Great question. For apparel, your QC request should shift from logos to proportions and construction.
- Chest width, length, shoulder, sleeve measurements with tape visible
- Neck tag and wash tag close-ups
- Hem stitching and cuff stitching
- Print/embroidery texture close-up
- Fabric drape photo on hanger (front and side)
The thing is, many “looks good” tees still fit terribly. I once approved a hoodie based on logo accuracy only. Big mistake. Sleeves were 3 cm shorter than expected. Since then, I never skip measurement QC for tops.
Q7) How do I spot fake-good QC photos (low effort, hidden flaws, or edits)?
Watch for these red flags:
- Only one shoe shown clearly, the other blurry
- Angles that avoid toe box profile
- No heel straight-on photo
- Overexposed images washing out stitching
- Very low resolution where text can’t be read
If you spot two or more of those, ask for a retake before deciding. Don’t rush approval because you’re excited. That excitement tax is real.
Q8) How many retakes are reasonable before I should just exchange?
I use a simple rule: after 2 retakes, if critical issues are still unclear, request exchange or refund path. Don’t drag it out forever. Time also costs money, especially if you’re building a haul and storage days add up.
Also, keep communication clean. Number your requests. Example: “Please retake #3 heel logo straight-on, #7 size tag close-up, #9 insole measurement with ruler.” Agents respond faster to clear lists.
Q9) Biggest mistakes CNFans Spreadsheet buyers make (and how to prevent them)?
Here’s the honest list I wish more people followed:
- Mistake: Trusting seller photos instead of warehouse QC.
Fix: Decide only from your agent’s photos. - Mistake: Checking one shoe and assuming both are equal.
Fix: Request photos of both left and right details. - Mistake: Ignoring measurements because “I always wear size X.”
Fix: Verify insole/outsole every time. - Mistake: Approving under bad lighting.
Fix: Ask for neutral light + one natural-light shot. - Mistake: No QC checklist, just vibes.
Fix: Save a repeatable checklist and paste it each order.
Long story short: consistency beats luck. The buyers who avoid disasters are the ones using the same process every single time.
Q10) Can you give me a copy-paste QC request template?
Yep. This is the one I send:
“Hi, please provide detailed QC before shipping: both shoes top view, both outer/inner side views, heel straight-on, outsole, insole removed, tongue tag close-up, inside size tags for both shoes, box label and box corners, accessories included. Please include ruler measurements for insole length and outsole length. Use neutral white lighting, no flash, and clear high-resolution photos. Thank you.”

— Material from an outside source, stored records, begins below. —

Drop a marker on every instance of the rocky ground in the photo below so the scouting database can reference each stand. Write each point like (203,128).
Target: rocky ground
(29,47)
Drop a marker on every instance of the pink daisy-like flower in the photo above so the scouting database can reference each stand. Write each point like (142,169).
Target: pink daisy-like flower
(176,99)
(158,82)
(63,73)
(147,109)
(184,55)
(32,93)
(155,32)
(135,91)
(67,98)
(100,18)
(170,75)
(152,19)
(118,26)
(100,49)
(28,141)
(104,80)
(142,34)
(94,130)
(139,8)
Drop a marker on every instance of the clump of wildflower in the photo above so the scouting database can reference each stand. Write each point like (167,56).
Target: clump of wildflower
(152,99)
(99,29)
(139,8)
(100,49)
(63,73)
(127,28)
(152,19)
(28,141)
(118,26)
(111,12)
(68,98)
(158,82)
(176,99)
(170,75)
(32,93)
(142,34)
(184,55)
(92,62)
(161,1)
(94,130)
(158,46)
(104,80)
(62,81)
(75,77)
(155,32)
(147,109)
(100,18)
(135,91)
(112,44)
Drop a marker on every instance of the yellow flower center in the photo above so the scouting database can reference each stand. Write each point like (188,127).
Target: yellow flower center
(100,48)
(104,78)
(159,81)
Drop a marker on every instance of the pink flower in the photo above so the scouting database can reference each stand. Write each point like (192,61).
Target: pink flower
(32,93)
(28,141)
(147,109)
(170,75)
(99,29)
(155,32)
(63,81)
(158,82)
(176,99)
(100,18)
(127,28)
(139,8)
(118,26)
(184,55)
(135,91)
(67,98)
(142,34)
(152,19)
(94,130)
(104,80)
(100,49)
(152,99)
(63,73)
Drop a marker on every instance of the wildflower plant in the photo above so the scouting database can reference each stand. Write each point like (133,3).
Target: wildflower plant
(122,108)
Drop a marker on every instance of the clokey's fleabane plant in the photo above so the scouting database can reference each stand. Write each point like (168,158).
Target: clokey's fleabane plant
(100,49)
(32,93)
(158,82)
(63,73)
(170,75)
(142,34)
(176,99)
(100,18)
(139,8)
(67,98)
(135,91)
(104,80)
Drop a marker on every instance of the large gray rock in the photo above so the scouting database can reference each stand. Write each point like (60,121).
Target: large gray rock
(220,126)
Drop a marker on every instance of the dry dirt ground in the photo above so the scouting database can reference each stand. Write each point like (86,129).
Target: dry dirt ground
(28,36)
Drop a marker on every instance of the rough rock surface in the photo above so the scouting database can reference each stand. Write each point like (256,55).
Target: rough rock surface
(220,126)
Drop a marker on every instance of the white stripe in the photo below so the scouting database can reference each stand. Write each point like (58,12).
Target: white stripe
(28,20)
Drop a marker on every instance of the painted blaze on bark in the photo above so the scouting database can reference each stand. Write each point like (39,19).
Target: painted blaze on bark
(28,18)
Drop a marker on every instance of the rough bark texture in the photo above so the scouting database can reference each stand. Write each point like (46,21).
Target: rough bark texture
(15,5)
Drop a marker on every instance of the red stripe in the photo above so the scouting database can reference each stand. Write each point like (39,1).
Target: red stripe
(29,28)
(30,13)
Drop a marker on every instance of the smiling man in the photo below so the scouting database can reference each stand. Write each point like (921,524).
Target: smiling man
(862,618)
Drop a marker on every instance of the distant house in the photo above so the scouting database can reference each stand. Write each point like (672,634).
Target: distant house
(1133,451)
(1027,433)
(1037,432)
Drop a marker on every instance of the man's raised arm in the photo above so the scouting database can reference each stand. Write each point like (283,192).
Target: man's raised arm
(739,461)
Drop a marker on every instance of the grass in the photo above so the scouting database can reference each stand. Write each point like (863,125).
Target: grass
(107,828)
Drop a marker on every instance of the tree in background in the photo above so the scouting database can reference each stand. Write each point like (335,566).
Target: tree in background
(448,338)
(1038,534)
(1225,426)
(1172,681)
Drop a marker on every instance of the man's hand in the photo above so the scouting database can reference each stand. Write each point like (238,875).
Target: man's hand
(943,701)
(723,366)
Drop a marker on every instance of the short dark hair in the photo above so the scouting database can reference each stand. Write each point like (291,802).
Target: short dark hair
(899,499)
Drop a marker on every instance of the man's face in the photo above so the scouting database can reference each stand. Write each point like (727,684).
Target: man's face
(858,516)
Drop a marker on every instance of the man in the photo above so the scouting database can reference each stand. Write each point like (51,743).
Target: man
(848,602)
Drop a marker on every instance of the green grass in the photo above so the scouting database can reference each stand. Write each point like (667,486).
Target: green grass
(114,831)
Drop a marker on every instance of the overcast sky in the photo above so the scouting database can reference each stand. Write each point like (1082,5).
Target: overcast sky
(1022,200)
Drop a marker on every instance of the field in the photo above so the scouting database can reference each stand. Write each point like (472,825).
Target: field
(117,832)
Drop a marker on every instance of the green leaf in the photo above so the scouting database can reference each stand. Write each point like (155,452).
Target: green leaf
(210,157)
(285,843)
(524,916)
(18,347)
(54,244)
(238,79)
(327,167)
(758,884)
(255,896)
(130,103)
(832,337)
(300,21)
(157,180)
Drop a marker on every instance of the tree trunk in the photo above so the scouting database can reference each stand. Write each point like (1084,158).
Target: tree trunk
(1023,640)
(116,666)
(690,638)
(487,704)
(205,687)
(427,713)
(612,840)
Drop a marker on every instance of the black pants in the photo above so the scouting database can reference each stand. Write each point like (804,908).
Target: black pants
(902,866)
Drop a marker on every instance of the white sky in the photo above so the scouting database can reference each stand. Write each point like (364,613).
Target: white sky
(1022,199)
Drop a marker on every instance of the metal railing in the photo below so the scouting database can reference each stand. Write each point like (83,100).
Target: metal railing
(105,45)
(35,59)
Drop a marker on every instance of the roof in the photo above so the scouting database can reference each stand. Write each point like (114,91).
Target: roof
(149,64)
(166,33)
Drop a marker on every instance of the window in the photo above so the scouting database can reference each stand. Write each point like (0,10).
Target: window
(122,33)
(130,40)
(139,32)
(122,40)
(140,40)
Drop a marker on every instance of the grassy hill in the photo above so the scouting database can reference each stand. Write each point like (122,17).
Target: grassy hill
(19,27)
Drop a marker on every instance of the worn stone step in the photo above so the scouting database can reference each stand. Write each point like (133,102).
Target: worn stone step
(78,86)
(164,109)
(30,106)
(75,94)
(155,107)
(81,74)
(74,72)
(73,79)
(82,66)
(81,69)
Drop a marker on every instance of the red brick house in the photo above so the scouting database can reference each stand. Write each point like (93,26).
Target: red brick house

Simple, direct, and it works.
Final take
If you’re shopping through CNFans Spreadsheet, treat QC like your safety net, not a formality. Pick good links from the spreadsheet, then win or lose at the photo-review stage. I personally think this is the difference between “nice haul” and “why did I approve this?” Most bad outcomes aren’t random; they’re skipped checks. Build a checklist, stick to it, and your hit rate gets way better.